Execution Architecture¶
1. Simulation Loop¶
The simulation loop is fully parallelized via the PettingZoo API (parallel_env.step()) and JAX vectorization (jax.vmap).
sequenceDiagram
participant Agents
participant Environment
participant ActionRegistry
participant ConflictResolutionEngine
participant GlobalNetworkState
Agents->>Environment: step({agent_id: action_str})
Environment->>ActionRegistry: Parse actions
Environment->>Environment: action.execute(GlobalNetworkState)
Environment->>ConflictResolutionEngine: resolve(effects_dict)

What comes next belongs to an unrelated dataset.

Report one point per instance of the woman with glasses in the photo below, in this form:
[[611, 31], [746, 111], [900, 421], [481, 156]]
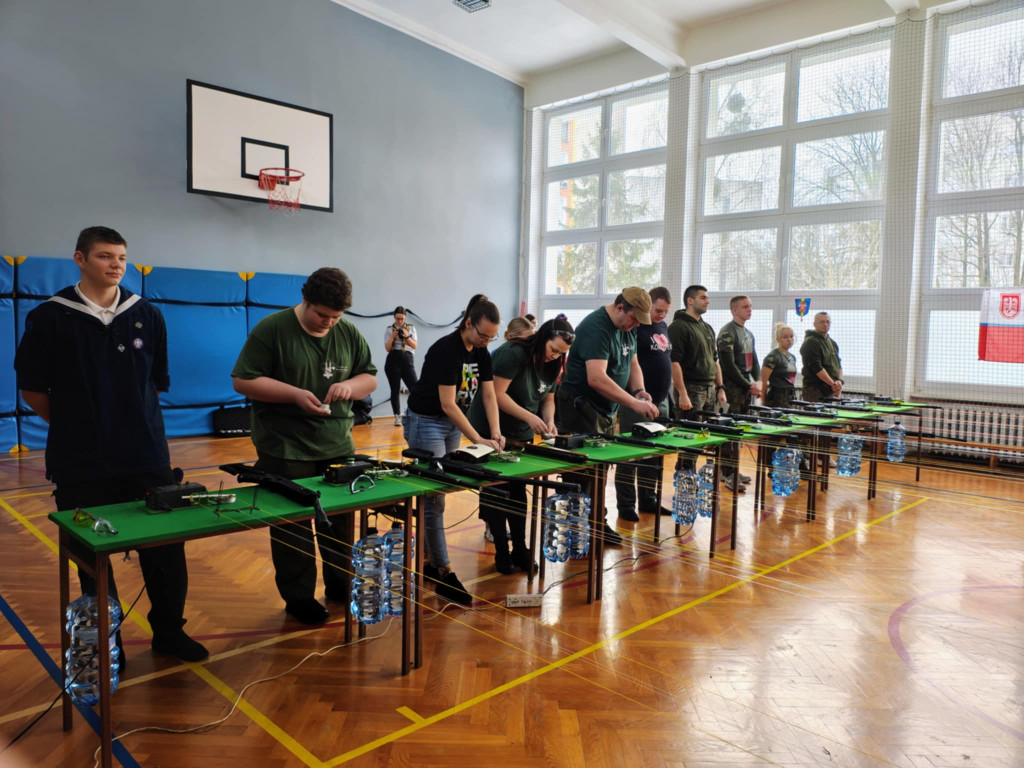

ConflictResolutionEngine->>GlobalNetworkState: Apply ActionEffect.state_deltas
Environment-->>Agents: Return new observations, rewards, terminations
2. Telemetry Pipeline¶
Blue agent observations are generated exclusively through the simulated Security Information and Event Management (SIEM) pipeline.
flowchart TD
subgraph Action Execution
R1[Red Actions]
end
subgraph Simulation Core
GNS[(GlobalNetworkState)]
CRE{Conflict Resolution Engine}
SL[SIEMLogger]
end
subgraph Blue Observability
LB[(siem_log_buffer)]
NLP[NLP Log Encoder]
BO[Blue Agent Observation Vector]
end
R1 -->|ActionEffect| CRE
CRE -->|Valid Effects| GNS
CRE -->|Action Metrics| SL
SL -.->|Stochastic Noise Injection| SL
SL -->|Generates Sysmon/Windows Logs| LB
LB -->|N Most Recent Logs| NLP
NLP -->|TF-IDF / Dense Embeddings| BO
3. Component Details¶
BaseAction and ActionEffect¶
All agent capabilities inherit from BaseAction. execute() returns an ActionEffect containing state_deltas determining specific state tensor modifications.
ConflictResolutionEngine¶
Resolves temporal collisions occurring in the same parallel tick. If a Blue action targets the same IP as a Red action simultaneously, the Red action is neutralized to enforce defense precedence.
SIEMLogger and LogEncoder¶
SIEMLogger translates state deltas into standardized string logs matching Windows/Sysmon syntax, injecting stochastic benign noise. LogEncoder vectorizes the buffer into dense observations.